Multiplier tests and subhomogeneity of multiplier algebras

TL;DR

This paper investigates the conditions under which multiplier algebras of reproducing kernel Hilbert spaces can be characterized by positivity of finite-sized matrices, linking the problem to subhomogeneity of operator algebras, with key results showing many such algebras are not subhomogeneous.

Contribution

It establishes that for many Hilbert spaces of analytic functions, multiplier algebras are not subhomogeneous, requiring testing of arbitrarily large matrices, and connects this to the embedding of certain weighted Dirichlet space multipliers.

Findings

Multiplier algebras of Dirichlet and Drury-Arveson spaces are not subhomogeneous.

Finite matrix size testing is insufficient for these spaces, necessitating arbitrarily large matrices.

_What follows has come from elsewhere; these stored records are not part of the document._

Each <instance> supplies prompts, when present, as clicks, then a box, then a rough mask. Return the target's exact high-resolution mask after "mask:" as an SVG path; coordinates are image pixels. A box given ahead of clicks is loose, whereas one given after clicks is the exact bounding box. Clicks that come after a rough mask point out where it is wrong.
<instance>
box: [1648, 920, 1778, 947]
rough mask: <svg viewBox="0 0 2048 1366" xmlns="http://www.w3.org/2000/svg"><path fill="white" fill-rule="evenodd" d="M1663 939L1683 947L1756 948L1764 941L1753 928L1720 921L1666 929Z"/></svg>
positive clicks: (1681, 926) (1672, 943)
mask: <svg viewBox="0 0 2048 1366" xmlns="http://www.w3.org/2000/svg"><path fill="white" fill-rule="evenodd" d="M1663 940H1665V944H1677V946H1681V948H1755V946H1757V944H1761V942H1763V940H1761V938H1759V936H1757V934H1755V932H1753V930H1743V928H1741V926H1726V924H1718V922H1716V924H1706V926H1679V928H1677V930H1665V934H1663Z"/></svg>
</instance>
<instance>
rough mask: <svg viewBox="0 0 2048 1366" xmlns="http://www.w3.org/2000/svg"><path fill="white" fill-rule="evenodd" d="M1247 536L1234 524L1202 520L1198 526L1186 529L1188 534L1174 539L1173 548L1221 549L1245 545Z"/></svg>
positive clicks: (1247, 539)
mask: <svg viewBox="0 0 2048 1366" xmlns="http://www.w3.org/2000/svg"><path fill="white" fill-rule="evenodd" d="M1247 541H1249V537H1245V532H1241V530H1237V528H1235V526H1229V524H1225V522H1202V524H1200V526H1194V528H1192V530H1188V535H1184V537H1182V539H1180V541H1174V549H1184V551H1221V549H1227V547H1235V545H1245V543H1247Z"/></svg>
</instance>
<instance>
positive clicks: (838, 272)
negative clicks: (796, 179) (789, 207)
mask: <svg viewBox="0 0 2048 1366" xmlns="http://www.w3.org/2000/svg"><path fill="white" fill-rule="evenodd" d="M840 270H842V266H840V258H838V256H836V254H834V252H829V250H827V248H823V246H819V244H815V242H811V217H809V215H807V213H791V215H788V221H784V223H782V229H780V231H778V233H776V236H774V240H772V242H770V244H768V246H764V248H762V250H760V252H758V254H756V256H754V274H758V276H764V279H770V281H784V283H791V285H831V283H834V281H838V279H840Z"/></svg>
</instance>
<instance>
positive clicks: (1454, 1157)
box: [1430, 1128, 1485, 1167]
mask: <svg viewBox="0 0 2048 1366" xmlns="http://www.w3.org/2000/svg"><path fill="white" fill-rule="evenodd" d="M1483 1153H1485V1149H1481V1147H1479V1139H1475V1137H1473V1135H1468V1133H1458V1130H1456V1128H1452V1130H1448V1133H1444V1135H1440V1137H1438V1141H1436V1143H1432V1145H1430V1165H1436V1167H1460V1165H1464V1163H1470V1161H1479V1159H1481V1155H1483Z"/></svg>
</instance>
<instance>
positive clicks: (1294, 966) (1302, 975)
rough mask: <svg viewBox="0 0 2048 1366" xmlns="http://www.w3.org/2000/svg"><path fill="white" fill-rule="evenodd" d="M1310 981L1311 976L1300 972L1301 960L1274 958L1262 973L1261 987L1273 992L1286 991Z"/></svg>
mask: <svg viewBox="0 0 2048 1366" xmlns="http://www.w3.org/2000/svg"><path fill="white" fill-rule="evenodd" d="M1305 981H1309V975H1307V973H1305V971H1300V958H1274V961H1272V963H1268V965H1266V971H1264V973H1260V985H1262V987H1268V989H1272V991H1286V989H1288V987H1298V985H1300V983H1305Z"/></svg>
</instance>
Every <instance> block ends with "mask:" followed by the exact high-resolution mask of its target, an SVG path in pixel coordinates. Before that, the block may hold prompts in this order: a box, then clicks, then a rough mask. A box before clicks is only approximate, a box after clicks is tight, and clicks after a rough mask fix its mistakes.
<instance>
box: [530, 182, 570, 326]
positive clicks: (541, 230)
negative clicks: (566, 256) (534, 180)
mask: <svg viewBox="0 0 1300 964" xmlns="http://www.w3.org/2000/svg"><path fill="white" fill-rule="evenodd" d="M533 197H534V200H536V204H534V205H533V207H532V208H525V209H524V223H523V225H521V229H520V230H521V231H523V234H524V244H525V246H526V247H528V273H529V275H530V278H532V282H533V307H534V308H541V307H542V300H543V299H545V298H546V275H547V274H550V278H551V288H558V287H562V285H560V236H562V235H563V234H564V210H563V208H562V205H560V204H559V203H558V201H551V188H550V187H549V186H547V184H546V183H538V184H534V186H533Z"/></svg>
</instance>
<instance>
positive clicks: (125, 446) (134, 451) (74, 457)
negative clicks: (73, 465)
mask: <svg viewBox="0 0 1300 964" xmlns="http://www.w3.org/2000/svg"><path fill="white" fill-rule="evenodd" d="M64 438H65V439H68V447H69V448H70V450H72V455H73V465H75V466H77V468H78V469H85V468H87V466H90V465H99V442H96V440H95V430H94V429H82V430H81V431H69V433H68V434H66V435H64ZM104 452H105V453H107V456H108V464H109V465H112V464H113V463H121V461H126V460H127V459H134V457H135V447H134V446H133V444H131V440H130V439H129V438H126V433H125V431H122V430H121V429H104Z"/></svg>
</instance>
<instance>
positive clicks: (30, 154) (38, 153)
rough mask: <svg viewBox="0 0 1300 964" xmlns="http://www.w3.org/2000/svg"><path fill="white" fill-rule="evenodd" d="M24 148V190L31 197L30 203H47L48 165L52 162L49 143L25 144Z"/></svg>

Weighted Dirichlet space multipliers embed into the Drury-Arveson space multiplier algebra.

Abstract

Multipliers of reproducing kernel Hilbert spaces can be characterized in terms of positivity of $n \times n$ matrices analogous to the classical Pick matrix. We study for which reproducing kernel Hilbert spaces it suffices to consider matrices of bounded size $n$. We connect this problem to the notion of subhomogeneity of non-selfadjoint operator algebras. Our main results show that multiplier algebras of many Hilbert spaces of analytic functions, such as the Dirichlet space and the Drury-Arveson space, are not subhomogeneous, and hence one has to test Pick matrices of arbitrarily large matrix size $n$. To treat the Drury-Arveson space, we show that multiplier algebras of certain weighted Dirichlet spaces on the disc embed completely isometrically into the multiplier algebra of the Drury-Arveson space.